Nitrous acid (\(\text{HNO}_2\)), also known as HONO, is a chemical compound frequently encountered in atmospheric and aquatic chemistry. Determining whether the molecule is polar or nonpolar requires a detailed examination of its internal bonding structure and its three-dimensional molecular shape. This analysis confirms that nitrous acid is, in fact, a polar molecule due to the unequal distribution of electron density across its atoms.
What Makes a Molecule Polar?
Molecular polarity is determined by two factors: the polarity of its individual chemical bonds and the overall shape of the molecule. Bond polarity arises from a difference in electronegativity, which measures an atom’s ability to attract electrons within a bond.
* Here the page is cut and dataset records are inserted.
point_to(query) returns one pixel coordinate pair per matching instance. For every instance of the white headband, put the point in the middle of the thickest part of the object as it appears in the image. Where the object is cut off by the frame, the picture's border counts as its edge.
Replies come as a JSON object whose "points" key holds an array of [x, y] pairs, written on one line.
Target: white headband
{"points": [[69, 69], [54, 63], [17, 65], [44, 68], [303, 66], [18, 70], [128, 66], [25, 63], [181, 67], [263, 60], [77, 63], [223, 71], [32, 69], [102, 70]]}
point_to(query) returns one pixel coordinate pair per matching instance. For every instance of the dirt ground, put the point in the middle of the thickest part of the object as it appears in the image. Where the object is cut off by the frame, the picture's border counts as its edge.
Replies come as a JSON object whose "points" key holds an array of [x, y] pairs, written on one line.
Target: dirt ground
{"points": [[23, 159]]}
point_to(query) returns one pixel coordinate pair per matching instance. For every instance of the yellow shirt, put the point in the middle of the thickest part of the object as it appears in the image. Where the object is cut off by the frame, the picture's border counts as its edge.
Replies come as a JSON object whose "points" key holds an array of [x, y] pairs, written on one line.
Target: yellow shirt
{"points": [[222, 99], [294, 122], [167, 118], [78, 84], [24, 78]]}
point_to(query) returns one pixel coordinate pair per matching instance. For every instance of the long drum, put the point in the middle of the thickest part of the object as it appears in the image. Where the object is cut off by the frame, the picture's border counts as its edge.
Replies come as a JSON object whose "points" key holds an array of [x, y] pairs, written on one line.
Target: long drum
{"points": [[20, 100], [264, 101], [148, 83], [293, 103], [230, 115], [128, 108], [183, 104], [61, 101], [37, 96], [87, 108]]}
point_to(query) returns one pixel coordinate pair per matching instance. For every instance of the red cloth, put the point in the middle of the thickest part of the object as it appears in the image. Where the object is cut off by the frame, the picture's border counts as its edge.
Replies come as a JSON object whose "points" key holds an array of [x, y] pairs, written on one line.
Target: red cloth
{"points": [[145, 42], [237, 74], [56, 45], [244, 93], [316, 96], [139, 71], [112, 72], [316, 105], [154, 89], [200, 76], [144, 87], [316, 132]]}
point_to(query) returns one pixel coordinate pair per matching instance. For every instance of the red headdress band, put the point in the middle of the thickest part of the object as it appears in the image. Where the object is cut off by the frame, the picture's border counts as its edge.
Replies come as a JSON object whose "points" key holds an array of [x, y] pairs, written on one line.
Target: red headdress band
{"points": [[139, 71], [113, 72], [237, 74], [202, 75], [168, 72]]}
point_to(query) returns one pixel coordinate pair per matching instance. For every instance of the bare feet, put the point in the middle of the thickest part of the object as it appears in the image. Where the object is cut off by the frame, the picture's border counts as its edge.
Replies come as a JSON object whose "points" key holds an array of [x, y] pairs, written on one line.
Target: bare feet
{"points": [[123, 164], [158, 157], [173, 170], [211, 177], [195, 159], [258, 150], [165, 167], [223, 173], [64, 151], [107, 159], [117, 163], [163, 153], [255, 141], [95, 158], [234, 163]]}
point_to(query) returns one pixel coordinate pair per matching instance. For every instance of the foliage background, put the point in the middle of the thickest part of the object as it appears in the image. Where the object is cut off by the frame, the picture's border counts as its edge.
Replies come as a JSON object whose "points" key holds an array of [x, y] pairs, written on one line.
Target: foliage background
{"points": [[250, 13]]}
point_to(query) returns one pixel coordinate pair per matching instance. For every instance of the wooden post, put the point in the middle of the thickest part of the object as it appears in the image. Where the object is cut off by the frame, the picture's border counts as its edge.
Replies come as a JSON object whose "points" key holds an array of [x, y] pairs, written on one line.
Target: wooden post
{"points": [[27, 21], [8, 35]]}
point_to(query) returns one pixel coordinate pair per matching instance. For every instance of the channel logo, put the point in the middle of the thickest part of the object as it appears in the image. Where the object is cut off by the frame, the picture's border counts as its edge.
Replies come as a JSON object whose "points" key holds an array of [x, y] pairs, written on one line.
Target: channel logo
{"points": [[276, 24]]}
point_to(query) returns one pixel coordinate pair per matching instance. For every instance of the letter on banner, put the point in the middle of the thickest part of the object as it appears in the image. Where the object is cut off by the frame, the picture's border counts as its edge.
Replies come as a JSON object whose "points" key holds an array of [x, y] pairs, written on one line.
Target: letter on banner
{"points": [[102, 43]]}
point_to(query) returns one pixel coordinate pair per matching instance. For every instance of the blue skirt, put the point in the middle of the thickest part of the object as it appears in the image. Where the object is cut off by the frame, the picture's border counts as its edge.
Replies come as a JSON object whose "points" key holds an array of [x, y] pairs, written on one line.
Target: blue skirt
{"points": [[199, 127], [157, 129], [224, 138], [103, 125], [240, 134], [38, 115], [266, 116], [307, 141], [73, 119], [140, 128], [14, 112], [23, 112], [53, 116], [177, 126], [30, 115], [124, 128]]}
When two atoms form a covalent bond and have significantly different electronegativities, the electron pair is pulled closer to the more electronegative atom, creating a bond dipole. This unequal sharing results in one end of the bond having a slight negative charge and the other having a slight positive charge. A molecule consisting of polar bonds is not automatically polar, however. The overall molecular polarity, represented by the net dipole moment, depends on the spatial arrangement of these individual bond dipoles. If the dipoles are oriented symmetrically, they can effectively cancel each other out, resulting in a nonpolar molecule. If the arrangement is asymmetrical, a net dipole moment remains, making the molecule polar.
The Molecular Geometry of Nitrous Acid (\(\text{HNO}_2\))
To determine the overall molecular polarity, the specific three-dimensional arrangement of atoms in nitrous acid must be established. The structure of \(\text{HNO}_2\) is represented as \(\text{H-O-N=O}\), with the nitrogen atom sitting at the center. Nitrogen has three areas of electron density surrounding it: a single bond to one oxygen, a double bond to the other oxygen, and one non-bonding lone pair of electrons. This arrangement dictates the electron geometry around the central nitrogen atom as trigonal planar. However, the presence of the lone pair significantly influences the final molecular shape. The lone pair exerts a stronger repulsive force on the bonding electron pairs, pushing the bonded atoms away. This results in a bent or angular molecular geometry for both the \(\text{H-O-N}\) and \(\text{O-N=O}\) portions of the molecule.
Determining the Net Dipole Moment
The bent structure of nitrous acid is the key factor in determining its polarity because it prevents molecular symmetry. Analyzing the bonds confirms that Oxygen (3.44) is significantly more electronegative than both Nitrogen (3.04) and Hydrogen (2.20), creating strong individual bond dipoles. The \(\text{O-H}\) bond is highly polar (electronegativity difference of \(1.24\)), pulling electrons toward the oxygen atom. The \(\text{N-O}\) and \(\text{N=O}\) bonds are also polar (difference of \(0.40\)), pulling electrons toward their respective oxygen atoms. Because of the bent, asymmetric shape of the \(\text{HNO}_2\) molecule, these multiple bond dipoles do not point in opposite directions where they could cancel out. Instead, they sum together, creating a measurable net dipole moment for the entire molecule. This confirms that nitrous acid is a polar compound with an unequal distribution of electron density.
Practical Implications of Nitrous Acid Polarity
The polarity of nitrous acid has direct consequences for its chemical behavior, particularly regarding solubility. The principle of “like dissolves like” dictates that polar substances readily mix with other polar substances. Because \(\text{HNO}_2\) is polar, it exhibits high solubility in polar solvents, most notably water. In an aqueous solution, polar \(\text{HNO}_2\) molecules form strong attractive forces, specifically hydrogen bonds, with polar water molecules (\(\text{H}_2\text{O}\)). The polarity also contributes to its function as a weak acid in water, where it partially dissociates into the nitrite ion (\(\text{NO}_2^-\)) and a hydrogen ion (\(\text{H}^+\)). Conversely, nitrous acid is poorly soluble in nonpolar solvents, such as hexane or carbon tetrachloride, because the strong intermolecular forces cannot be established.